Wednesday, November 24, 2010

Call It Education

One of my students arrived late to class today. Her mother, the wife of ———, entered with her, sat in the back, and from there directed both her daughter and my coteacher, J., and therefore my class. "{The teacher told you to draw the picture. Draw the picture!}" J. started writing Chinese characters on the board, something we never do. As the students acted out vocabulary words, you could tell the daughter was nervous. During the break, the woman instructed J. further, then turned to me and said that her daughter often didn't know, even right after class, the words we'd just spent an hour and a half teaching her. For the past two weeks, she's been asking her daughter the meaning of every single word out of the books we read.

"We're trying to get the students to understand the bigger concept," I said. "We're not trying to get them to learn every single word."
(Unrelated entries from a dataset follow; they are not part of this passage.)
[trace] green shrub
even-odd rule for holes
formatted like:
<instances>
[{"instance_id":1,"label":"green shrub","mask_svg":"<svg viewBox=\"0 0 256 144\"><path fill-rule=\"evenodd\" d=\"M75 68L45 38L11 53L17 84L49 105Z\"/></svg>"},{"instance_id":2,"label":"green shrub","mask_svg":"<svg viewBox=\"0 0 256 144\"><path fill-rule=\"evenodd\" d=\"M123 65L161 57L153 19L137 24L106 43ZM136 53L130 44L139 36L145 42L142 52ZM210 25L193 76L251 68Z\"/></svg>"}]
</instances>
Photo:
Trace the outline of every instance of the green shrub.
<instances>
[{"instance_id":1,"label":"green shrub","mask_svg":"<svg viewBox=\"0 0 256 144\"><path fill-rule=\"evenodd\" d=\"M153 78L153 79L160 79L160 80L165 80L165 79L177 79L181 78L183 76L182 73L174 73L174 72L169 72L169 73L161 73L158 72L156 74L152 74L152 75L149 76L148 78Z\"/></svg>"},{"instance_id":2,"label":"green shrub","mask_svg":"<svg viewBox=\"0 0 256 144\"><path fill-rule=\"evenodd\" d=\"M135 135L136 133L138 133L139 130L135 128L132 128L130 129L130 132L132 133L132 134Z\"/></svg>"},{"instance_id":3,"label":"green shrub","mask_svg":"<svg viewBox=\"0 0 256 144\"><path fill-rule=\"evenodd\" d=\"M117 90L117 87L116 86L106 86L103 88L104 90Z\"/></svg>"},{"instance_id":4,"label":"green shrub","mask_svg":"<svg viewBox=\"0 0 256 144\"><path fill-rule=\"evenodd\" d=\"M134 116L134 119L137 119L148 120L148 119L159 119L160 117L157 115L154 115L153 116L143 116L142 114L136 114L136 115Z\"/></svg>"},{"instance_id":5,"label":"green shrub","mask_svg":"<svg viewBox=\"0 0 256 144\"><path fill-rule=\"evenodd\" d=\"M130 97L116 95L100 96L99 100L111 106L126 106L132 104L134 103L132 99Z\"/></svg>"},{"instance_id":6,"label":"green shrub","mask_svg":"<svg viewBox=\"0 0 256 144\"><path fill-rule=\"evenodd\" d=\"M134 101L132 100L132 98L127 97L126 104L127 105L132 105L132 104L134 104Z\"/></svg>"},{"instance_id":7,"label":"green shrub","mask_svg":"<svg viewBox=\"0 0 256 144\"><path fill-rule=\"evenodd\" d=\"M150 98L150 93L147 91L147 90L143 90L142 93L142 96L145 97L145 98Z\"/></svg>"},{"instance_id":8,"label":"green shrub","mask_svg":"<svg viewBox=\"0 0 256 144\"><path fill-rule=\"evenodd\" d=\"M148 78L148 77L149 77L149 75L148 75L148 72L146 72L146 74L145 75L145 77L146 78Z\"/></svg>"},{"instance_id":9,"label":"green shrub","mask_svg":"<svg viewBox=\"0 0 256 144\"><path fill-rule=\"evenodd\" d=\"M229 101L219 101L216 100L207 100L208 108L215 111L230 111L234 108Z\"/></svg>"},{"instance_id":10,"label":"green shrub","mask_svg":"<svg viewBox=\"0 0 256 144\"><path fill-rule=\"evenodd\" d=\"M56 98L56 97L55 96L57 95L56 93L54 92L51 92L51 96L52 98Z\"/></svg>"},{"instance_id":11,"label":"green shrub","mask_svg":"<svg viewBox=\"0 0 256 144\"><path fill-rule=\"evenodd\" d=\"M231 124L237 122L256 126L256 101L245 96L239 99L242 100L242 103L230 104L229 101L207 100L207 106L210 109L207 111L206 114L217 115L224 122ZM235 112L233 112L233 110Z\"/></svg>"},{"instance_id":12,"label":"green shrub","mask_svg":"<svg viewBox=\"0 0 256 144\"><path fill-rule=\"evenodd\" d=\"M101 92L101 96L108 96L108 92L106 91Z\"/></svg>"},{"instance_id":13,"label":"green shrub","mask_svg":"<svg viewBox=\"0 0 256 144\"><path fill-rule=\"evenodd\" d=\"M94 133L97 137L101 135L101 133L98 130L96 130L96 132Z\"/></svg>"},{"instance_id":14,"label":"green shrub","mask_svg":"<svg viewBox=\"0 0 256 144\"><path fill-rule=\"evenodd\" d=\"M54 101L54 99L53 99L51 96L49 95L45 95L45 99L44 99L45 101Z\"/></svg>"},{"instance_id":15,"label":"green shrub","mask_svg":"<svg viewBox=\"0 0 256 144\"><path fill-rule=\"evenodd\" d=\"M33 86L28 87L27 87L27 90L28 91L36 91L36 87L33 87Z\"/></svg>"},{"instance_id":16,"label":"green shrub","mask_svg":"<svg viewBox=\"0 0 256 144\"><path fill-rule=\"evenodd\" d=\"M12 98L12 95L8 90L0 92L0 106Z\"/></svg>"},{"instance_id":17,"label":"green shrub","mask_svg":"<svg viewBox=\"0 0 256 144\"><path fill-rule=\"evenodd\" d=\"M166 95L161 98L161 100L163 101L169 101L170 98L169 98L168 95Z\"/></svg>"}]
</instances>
"You can't just introduce the words to them. They need to see it more than once," she said.

"I agree. That's why we just spent half an hour going over the words. We introduce the words, do an activity, and then read the book."

"You foreigners learn by listening, but we Chinese learn by seeing. You need to write the characters."

"We don't write characters on the board. We're not teaching Chinese."

"But characters are more scientific," she said.

She commented on the students' reluctance to say anything. "I think the students are just nervous," I said. She said that all Chinese students are always nervous. No, not in my classes, they aren't, at least not to the degree her daughter was tonight.

The class was probably 75 percent Chinese today. The students read a short book and then, because of this mother, translated the thing into Chinese to show that they understood the meaning. They did a fine job, but they didn't need to translate. We could have asked them comprehension questions or gotten them to write responses to the text.